After all, you know where you are today. You know where you want to go tomorrow. You even know the rules of the game, right? Spend less, save more, earn bigger, invest well.
It should be simple, but it’s not. Financial planning is not a finite game.
In financial planning, the goalposts tend to skitter around the field, evolving as your life does. As soon as you hit one milestone, you can see another in the distance. Once you cross one major transition off the list, another one looms.
The field itself has no clear boundaries. There are no yard lines or down markers for how much money you must save, invest, earn, and use. These metrics are subjective, depending on your ever-evolving goals, your personal priorities, and what it is you want to do with your time and energy.
Financial planning has no preset context to work within or result that we all agree signals “the end.” (And again, typically in life, the finish line is a place most of us aren’t in a hurry to reach.)
The rules constantly change, often literally, with legislation and IRS rules alway subject to revision on the whims on Congress. Even when the rules stay the same, there’s no consensus about what they actually are in the first place.
(Don’t believe me? Look at the example of traders gone wild on GameStop.)
Wealth management is an infinite game in which there is hardly ever one right answer, no specific objectively correct path. To even begin to deal with all this, you must have a continuously evolving, consistently maintained strategy (which you must do in what I’m sure is your abundant free time, while your live your life, move up in your career, enjoy your family).
This is where a personal financial planner who understands how to navigate the infinite game can come in handy.
A financial planner who manages the infinite game well doesn’t spend a lot of time “teaching” clients or dumping a bunch of information or data on the folks they wok with.
That might be quite helpful in a finite game with set rules, defined outcomes, and universal objectives.

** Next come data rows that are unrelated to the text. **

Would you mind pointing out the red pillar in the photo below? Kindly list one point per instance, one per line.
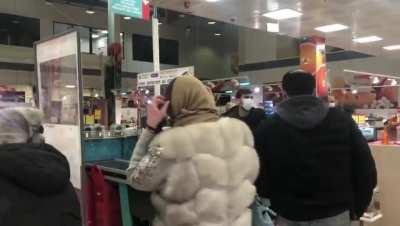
(313, 60)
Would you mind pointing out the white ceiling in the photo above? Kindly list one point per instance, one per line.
(364, 17)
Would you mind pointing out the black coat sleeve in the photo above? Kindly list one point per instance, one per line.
(363, 171)
(260, 145)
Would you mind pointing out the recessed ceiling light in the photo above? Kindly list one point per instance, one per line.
(273, 27)
(375, 80)
(332, 28)
(283, 14)
(90, 12)
(392, 47)
(367, 39)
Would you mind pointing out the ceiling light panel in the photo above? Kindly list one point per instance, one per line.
(283, 14)
(367, 39)
(392, 47)
(332, 28)
(273, 27)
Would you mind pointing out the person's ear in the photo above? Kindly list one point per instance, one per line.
(285, 95)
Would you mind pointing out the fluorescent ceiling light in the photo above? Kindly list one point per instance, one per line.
(283, 14)
(391, 48)
(273, 27)
(332, 28)
(89, 11)
(375, 80)
(368, 39)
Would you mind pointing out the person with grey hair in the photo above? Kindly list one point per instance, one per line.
(35, 189)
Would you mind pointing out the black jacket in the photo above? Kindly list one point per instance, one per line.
(35, 188)
(253, 119)
(315, 163)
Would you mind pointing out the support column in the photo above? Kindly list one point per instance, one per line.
(156, 48)
(313, 60)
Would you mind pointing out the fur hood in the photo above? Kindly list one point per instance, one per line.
(200, 174)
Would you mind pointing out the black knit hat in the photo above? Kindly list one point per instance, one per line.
(298, 82)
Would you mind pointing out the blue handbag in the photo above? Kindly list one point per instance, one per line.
(261, 212)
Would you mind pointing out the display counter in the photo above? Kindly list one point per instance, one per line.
(111, 154)
(387, 158)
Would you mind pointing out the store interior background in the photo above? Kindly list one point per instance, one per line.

But just providing information is essentially useless in infinite games.
If all you want is information, you don’t need to pay anyone for that. You can Google it… and hope you can figure out how to apply it to the context of your financial planning game, which might look radically different than someone else’s.
All the information and knowledge in the world is nothing compared to your own behavior and choices.
That’s what we focus on at BYH: checking blind spots, coaching through tough decisions, pointing out risky behaviors or irrational thought processes, guiding conversations through priorities, values, and goals so clients can get clarity on what actually matters to them.
At the end of the day, there is no single right decision. There’s only the best choice for you, which is entirely dependent on context.
We work primarily with executives, entrepreneurs, and folks in high-achieving careers who are well past the easy financial decisions where there are clear-cut right and wrong answers.
A lot of our work is focused in the gray area of hard decisions, where there is a lot at stake but again, the “right” answer is largely dependent on a particular client’s aims and what they want to accomplish, personally and professionally.
When It Comes to Money Management, Play the Infinite Game
People want to play wealth management like it’s a finite game. Unfortunately for those folks, that’s not what kind of game they need to play to find real success.
If you want to do well with your money, consider changing your mindset and consider your endeavors in finance as part of an infinite game instead.
The point isn’t to “win,” whatever that means anyway.
The point is to keep playing the game.